Detailed Description of the Invention

[0001]

BACKGROUND OF THE INVENTION 1. Field of the Invention The present invention relates to a fuel electrode material for solid electrolyte fuel cells and a method for producing the same. More specifically, the present invention relates to an improvement in the fine structure of a fuel electrode which can prolong the life of a solid oxide fuel cell.

[0002]

2. Description of the Related Art Solid electrolyte fuel cells are roughly classified into two types, that is, a cylindrical type and a flat type. For example, as an example of a cylindrical solid oxide fuel cell, a vertical stripe cylindrical type is shown in FIG.
Shown in In this vertical stripe cylindrical electrolyte fuel cell, an air electrode 21, a solid electrolyte 22 and a fuel electrode 23 are concentrically formed around a cylindrical support 20 to form a solid electrolyte 22 and a fuel electrode 23.
The current on the side of the air electrode 21 is taken out by the interconnector 24 formed on the air electrode 21 so as to divide it. A groove 25 is provided between the interconnector 24 and the fuel electrode 23 for electrically insulating the fuel electrode 23 and the interconnector 24. In this vertical stripe cylindrical solid oxide fuel cell, air is supplied to the air electrode 21 through the inside of the support 20. Further, the fuel gas is supplied to the fuel electrode 23 through the outside of the support 20. Since this vertical-striped cylindrical solid oxide fuel cell has a relatively high mechanical strength, it has been developed before the flat type, and has already succeeded in generating 5 kW class power, and has begun to manufacture 25 kW class. It is in the stage of being.
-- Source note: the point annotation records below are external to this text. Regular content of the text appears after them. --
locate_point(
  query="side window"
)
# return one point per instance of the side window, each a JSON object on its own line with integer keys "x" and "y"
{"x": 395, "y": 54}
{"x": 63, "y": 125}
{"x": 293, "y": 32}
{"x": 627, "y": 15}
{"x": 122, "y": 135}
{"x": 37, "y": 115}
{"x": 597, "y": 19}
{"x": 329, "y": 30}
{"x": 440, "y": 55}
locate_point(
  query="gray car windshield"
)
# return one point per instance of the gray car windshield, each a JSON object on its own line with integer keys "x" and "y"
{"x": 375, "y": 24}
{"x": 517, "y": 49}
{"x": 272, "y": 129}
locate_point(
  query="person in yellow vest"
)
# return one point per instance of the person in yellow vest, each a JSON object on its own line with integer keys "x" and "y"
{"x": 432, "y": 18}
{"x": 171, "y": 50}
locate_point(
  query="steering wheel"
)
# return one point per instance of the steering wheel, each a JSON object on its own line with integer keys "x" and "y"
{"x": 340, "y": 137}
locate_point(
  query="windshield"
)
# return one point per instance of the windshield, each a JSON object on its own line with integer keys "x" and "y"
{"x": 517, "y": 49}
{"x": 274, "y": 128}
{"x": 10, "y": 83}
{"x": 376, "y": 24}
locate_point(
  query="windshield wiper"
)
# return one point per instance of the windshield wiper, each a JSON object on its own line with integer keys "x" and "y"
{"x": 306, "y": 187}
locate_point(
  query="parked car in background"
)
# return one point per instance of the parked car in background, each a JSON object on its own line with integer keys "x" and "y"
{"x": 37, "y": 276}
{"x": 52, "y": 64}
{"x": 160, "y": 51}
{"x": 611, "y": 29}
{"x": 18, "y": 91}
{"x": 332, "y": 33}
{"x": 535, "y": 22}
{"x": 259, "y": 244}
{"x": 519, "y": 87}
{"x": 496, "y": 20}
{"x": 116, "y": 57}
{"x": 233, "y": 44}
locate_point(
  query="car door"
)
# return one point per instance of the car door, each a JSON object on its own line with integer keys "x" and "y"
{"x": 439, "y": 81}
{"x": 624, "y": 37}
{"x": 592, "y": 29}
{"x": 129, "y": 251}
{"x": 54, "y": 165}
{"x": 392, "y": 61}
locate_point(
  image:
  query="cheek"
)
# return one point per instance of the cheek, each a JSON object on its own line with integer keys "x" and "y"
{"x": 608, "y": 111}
Further, as a flat plate type solid electrolyte fuel cell, for example, as shown in an exploded perspective view of FIG.
The flat unit cells 1 and the separators 4 are alternately stacked via the spacers 2 and 3, and the fuel gas and the air are fed into the air supply space 5 and the fuel gas supply space 6 formed by the unit cells 1 and the separator 4. The cell 1 is supplied through the cell gas supply pipe 7 and the air supply pipe 8, respectively. Further, the unit cell 1 is formed by forming an air electrode 10 and a fuel electrode 11 on the surface side of the solid electrolyte 9. This flat plate type has succeeded in generating 1 kW class power.
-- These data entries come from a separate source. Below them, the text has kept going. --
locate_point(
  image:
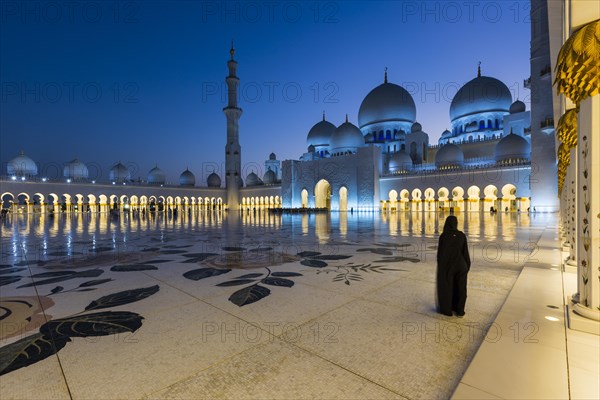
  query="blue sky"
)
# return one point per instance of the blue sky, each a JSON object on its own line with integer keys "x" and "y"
{"x": 142, "y": 82}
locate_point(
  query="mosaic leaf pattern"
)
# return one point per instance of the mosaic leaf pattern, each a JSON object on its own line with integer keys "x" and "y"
{"x": 28, "y": 351}
{"x": 133, "y": 267}
{"x": 249, "y": 295}
{"x": 124, "y": 297}
{"x": 96, "y": 324}
{"x": 202, "y": 273}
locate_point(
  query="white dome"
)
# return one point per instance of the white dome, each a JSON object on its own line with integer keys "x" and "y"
{"x": 347, "y": 137}
{"x": 482, "y": 94}
{"x": 449, "y": 155}
{"x": 156, "y": 176}
{"x": 253, "y": 180}
{"x": 320, "y": 134}
{"x": 517, "y": 107}
{"x": 269, "y": 178}
{"x": 213, "y": 180}
{"x": 387, "y": 102}
{"x": 21, "y": 165}
{"x": 446, "y": 134}
{"x": 400, "y": 161}
{"x": 187, "y": 178}
{"x": 75, "y": 170}
{"x": 513, "y": 147}
{"x": 119, "y": 173}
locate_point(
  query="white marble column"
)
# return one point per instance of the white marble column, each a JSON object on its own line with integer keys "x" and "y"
{"x": 588, "y": 208}
{"x": 571, "y": 180}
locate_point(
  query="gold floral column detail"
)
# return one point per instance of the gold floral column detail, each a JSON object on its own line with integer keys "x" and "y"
{"x": 578, "y": 65}
{"x": 566, "y": 132}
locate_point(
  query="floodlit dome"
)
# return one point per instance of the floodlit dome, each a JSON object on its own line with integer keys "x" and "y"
{"x": 449, "y": 155}
{"x": 446, "y": 134}
{"x": 213, "y": 180}
{"x": 320, "y": 134}
{"x": 269, "y": 178}
{"x": 75, "y": 170}
{"x": 187, "y": 178}
{"x": 156, "y": 176}
{"x": 119, "y": 173}
{"x": 387, "y": 102}
{"x": 347, "y": 137}
{"x": 517, "y": 107}
{"x": 480, "y": 95}
{"x": 512, "y": 147}
{"x": 21, "y": 165}
{"x": 253, "y": 180}
{"x": 400, "y": 161}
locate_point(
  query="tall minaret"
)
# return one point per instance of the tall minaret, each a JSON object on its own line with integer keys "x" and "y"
{"x": 544, "y": 187}
{"x": 233, "y": 150}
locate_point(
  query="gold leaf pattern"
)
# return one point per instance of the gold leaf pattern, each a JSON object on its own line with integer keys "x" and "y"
{"x": 578, "y": 65}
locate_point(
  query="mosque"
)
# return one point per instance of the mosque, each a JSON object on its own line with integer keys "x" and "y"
{"x": 482, "y": 162}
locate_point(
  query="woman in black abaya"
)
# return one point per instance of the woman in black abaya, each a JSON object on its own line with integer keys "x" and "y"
{"x": 453, "y": 264}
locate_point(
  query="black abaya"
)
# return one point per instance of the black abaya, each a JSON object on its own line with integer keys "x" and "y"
{"x": 453, "y": 265}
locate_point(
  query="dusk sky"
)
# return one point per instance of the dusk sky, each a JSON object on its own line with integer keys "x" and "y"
{"x": 142, "y": 82}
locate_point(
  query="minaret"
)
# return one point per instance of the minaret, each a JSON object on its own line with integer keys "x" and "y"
{"x": 233, "y": 151}
{"x": 544, "y": 187}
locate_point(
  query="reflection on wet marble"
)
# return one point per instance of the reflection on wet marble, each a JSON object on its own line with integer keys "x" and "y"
{"x": 335, "y": 279}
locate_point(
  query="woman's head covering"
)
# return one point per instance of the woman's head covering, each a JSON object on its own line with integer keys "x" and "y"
{"x": 451, "y": 224}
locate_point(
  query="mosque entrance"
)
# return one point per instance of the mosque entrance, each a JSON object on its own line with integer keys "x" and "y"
{"x": 343, "y": 199}
{"x": 323, "y": 194}
{"x": 304, "y": 196}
By the way, as a fuel electrode material of these solid electrolyte fuel cells, nickel oxide (NiO, but metallic nickel Ni when the fuel cell is operating) and zirconia (ZrO) are used.
_Since the nickel-zirconia cermet obtained by mixing the fine particles of ₂ ) has high catalytic activity (reduction capacity for hydrogen), and has high conductivity (reciprocal of electric resistance) even at high temperatures from room temperature to 1000 ° C. Was considered suitable.
However, if the content of nickel in the fuel electrode is high,
Thermal stress may occur due to the difference in thermal expansion coefficient, which may lead to cell destruction, and the nickel content cannot be increased so much. On the other hand, when the nickel content is low, the electrode characteristics are not so good and the current flow is reduced. It becomes difficult to take it out,
Further, there is a problem that the sinterability is high and the composition is easily densified. Therefore, conventionally, zirconia whose crystal structure has been stabilized with 8 mol% yttria (hereinafter referred to as 8YS
Write Z. ) Has been adopted.

As described above, the conventional fuel electrode material for a solid electrolyte fuel cell was obtained by mixing fine powders of NiO and 8YSZ. However, although this fuel electrode has excellent initial characteristics, it deteriorates several tens of hours after the start of power generation,
It becomes impossible to generate electricity. As a result of elucidation of the cause, it was found that the cause is the densification and volume contraction of the fuel electrode and the agglomeration of Ni particles under the battery operating conditions (Central Research Institute of Electric Power W93019, May 1994).

[0006] There are other reports on the agglomeration and densification of Ni (Abstracts of the 60th Annual Meeting of the Electrochemical Society of Japan, p. 269, April 1-3, 1993).

[0007] Further, there is a report that Ni (Mg) O-8YSZ is used to achieve high dispersion of Ni particles and long life of the fuel electrode (Abstracts of the 33rd Cell Study Meeting, No. 35). ~ P. 36, September 16-18, 1992;
(Proceedings of the 59th Congress of the Electrochemical Society, p. 197, April 2-4, 1992; Proceedings of the 60th Congress of the Electrochemical Society, p. 270, April 1-3, 1993) .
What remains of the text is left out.